Undoubtedly, there are those languishing in our jails who stridently profess their innocence. The question is, are these individuals maligned, misjudged and victims of unforseeable miscarriages of justice? Or are they simply cunning manipulators out to deceive and dupe their legal team and society?
Such timely ponderances are expertly examined in phenomenal American crime writer, Michael Connelly’s, latest thriller, Resurrection Walk.
Mickey Haller, a defense attorney, is based in the American murky (crime-wise) metropolis of Los Angeles. In the novel’s initial pages, we become aware that Haller surely must be one of the ‘good guys’ (mustn’t he?) in the legal fraternity. He has just got Jorge Ochoa out of Corcoran State Prison, a place where normally “You checked in but you never checked out”. Jorge has been found to be innocent of a murder he never actually committed (Jorge has been incarcerated for fourteen long and torturous years). “His life sentence had been vacated after a court finding of actual innocence. He was rising up, coming back to the land of the living”. And it is all thanks to Haller’s work.
As Haller reflects to himself, “I had resurrected this man from the dead. And with that came a fulfillment I had never known in the practice of law or life”.
Harry Bosch, a retired LAPD Detective, is now working as an investigator, and is Haller’s half-brother.
Haller and Bosch, working together, receive a heartfelt letter from a Lucinda Sanz, a young woman convicted and serving her sentence in Chino Prison, for killing her ex-husband, by shooting him on the front lawn of her house when Lucinda was thirty-three. Lucinda insists to the brothers that she is innocent.
Haller and Bosch meet with Lucinda and agree to pursue her case, to see if there is any merit in her claims.
Bosch drives Haller around ‘the traps’ in a classy Lincoln, and they certainly cover many miles together, as they converse about legal matters. We are told that Haller “had hired him (Bosch) so that he could get private health insurance and be in the clinical trial at UCLA” (Bosch has been suffering from cancer).
Lucinda’s ex-husband, Roberto Sanz, was a Los Angeles County sheriff’s deputy. Bosch reads in an old newspaper article that Lucinda was “charged with (Roberto’s) death after a domestic confrontation in Quartz Hill”.
Roberto was assigned to enforce “gang-suppression” and was part of the “sheriff’s’ Antelope Valley substation”.
Lucinda, at the time of her arrest, with Frank Silver as her attorney, pled no contest to manslaughter, and was given eleven years as a sentence. She claims she felt she had no choice. When Bosch and Haller take the case on, Lucinda has been in jail for five years. The catalyst for her urgency in wanting to be released is, she says, to keep her son, thirteen year old Eric, from entering the gangs in his neighbourhood (Eric is currently living with his grandmother, Lucinda’s mother, Muriel, a Guadalajara immigrant residing in the exceedingly dodgy and gang-saturated suburb of Boyle Heights).
Haller soberly informs Lucinda at the outset of he and Bosch taking on Lucinda’s straightforward (or is it?) case that “being innocent is not enough in court…… In fact, at this point, you are guilty until proven innocent”.
Haller and Bosch feel they are justified in putting a motion forward for Lucinda’s case to be reexamined, a move known as a ‘habeas petition’.
Lucinda’s subsequent ‘new’ case is known as ‘Lucinda Sanz vs the state of California’, and is wisely (or is it?) presided over by the highly intimidating Judge Coelho, the prosecutor being Mr Morris.
Is Lucinda a tragic victim or a highly skilled con-artist?
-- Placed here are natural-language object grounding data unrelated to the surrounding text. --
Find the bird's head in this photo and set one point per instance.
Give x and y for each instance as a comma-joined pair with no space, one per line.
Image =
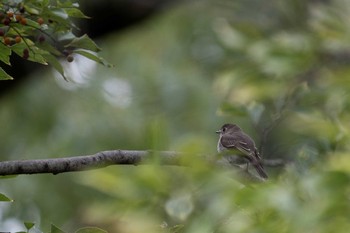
228,128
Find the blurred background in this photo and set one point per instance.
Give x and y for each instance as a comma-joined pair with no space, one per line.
279,69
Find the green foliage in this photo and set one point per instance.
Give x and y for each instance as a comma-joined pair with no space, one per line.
4,198
280,72
42,32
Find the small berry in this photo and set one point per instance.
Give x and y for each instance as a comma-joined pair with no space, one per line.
41,38
40,21
18,18
10,14
18,39
25,53
22,9
25,56
7,21
70,58
23,21
7,40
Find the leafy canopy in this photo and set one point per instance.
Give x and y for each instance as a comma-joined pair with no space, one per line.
42,32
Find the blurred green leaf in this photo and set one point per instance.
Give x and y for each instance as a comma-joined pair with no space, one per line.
5,198
5,53
93,57
84,42
55,229
29,225
90,230
4,75
255,111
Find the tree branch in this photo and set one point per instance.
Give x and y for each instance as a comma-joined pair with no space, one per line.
113,157
81,163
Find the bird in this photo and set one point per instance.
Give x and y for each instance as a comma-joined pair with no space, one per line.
232,138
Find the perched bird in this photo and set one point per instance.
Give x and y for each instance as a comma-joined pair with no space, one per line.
233,138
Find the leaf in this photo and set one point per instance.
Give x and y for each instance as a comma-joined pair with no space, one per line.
35,53
4,75
5,198
29,225
5,53
76,13
93,57
55,229
90,230
84,42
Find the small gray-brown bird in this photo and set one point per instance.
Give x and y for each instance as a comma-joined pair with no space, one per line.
233,138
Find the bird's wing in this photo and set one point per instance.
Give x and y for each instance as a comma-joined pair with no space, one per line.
234,142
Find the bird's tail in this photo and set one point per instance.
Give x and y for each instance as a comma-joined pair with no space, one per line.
256,162
260,169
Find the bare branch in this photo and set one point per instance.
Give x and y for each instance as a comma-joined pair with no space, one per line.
115,157
80,163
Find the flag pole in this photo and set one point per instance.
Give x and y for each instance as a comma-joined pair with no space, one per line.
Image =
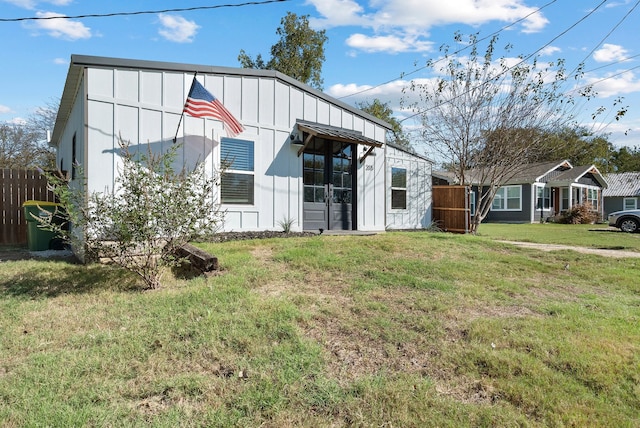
175,138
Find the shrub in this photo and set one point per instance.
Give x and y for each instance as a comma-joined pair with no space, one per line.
153,210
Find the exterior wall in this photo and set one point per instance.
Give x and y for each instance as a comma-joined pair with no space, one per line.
144,107
64,154
419,191
521,216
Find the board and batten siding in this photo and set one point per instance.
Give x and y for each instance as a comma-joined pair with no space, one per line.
419,191
144,107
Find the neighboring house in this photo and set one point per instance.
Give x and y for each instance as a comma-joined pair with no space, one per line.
303,155
541,190
623,192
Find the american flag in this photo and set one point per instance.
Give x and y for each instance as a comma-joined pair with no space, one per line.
201,103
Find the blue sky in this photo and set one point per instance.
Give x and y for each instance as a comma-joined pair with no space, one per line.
371,44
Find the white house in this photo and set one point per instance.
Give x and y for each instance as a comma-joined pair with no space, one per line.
303,155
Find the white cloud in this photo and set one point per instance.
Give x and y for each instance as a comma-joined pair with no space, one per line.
18,121
390,44
550,50
177,29
62,27
610,53
398,23
623,84
31,4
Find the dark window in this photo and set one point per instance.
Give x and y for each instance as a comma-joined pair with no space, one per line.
237,181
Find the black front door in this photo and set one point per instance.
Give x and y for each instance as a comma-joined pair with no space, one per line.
329,181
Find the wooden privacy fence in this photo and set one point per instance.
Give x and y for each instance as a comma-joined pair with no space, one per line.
452,208
18,186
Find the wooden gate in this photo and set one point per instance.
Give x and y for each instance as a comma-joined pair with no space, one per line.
452,208
18,186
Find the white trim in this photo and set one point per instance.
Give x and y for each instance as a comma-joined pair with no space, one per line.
635,203
506,199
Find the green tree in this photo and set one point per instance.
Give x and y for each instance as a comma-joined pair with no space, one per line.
25,145
580,147
153,210
299,53
487,117
382,111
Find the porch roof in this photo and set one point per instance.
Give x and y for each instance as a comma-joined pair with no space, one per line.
571,176
623,184
336,134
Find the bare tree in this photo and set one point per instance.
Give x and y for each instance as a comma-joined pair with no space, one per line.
486,117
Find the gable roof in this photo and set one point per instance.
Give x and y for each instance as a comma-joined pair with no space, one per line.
556,173
79,62
623,184
536,172
573,175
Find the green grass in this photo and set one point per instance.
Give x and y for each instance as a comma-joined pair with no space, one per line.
584,235
398,329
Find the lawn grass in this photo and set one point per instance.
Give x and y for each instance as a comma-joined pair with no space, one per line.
404,329
583,235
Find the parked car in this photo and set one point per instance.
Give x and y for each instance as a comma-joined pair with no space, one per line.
627,221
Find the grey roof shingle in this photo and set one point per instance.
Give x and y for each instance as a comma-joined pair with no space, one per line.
623,184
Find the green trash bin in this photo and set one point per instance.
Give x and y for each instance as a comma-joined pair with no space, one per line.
38,239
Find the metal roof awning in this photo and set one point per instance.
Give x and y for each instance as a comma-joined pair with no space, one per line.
335,134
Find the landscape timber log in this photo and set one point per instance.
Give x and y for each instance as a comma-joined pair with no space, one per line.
198,258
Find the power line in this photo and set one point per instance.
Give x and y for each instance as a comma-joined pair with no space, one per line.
605,37
146,12
572,26
402,75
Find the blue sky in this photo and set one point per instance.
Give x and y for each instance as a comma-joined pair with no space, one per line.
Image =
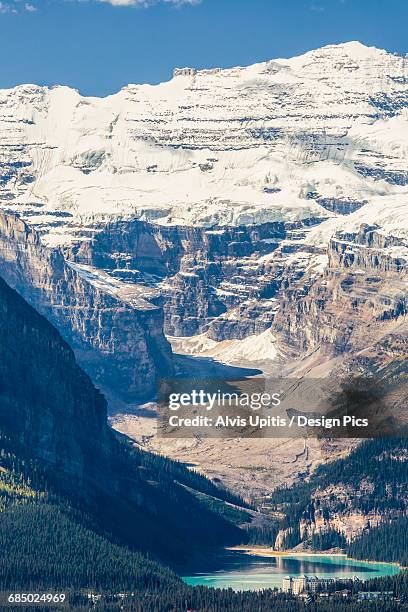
98,46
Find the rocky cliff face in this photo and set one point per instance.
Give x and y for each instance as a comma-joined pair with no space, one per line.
51,413
116,334
222,203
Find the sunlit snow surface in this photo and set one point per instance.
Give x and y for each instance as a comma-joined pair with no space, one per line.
215,147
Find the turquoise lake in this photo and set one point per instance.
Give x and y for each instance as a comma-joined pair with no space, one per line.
239,571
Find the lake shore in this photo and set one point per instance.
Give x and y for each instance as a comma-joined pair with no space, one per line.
267,551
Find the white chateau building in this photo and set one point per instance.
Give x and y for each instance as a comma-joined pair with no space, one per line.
303,583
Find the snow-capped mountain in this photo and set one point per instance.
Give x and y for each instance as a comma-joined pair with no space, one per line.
214,204
282,140
257,216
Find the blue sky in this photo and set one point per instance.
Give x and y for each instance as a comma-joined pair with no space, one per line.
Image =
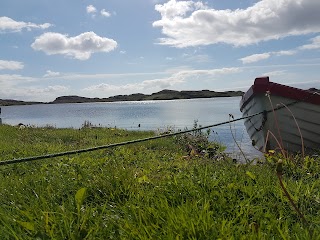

Are Haller and Bosch having the ‘wool pulled over their eyes’, or are they on a gallant, idealistic quest for the truth to be revealed?
Why are Haller’s and Bosch’s homes being broken into while they are working on Lucinda’s case?
Why was Roberto meeting with the FBI on the day of his death?
Michael (who previously worked for ‘The Los Angeles Times’ as a police reporter), has written a highly intelligent, classy, and forensically meticulous and detailed, thriller that had me hooked from page one.
The legal workings, strict parameters and high-theatre of an American courtroom that Michael describes are highly informative, educating and engrossing in the extreme.
Bravo Michael! You have knocked it out of the ballpark with this one (as you have with all your thirty-eight books).
I found myself turning the pages faster and faster as I progressed in my reading of Resurrection Walk (a great compliment to an author).
I loved this book, and can’t wait to read whatever Michael writes next.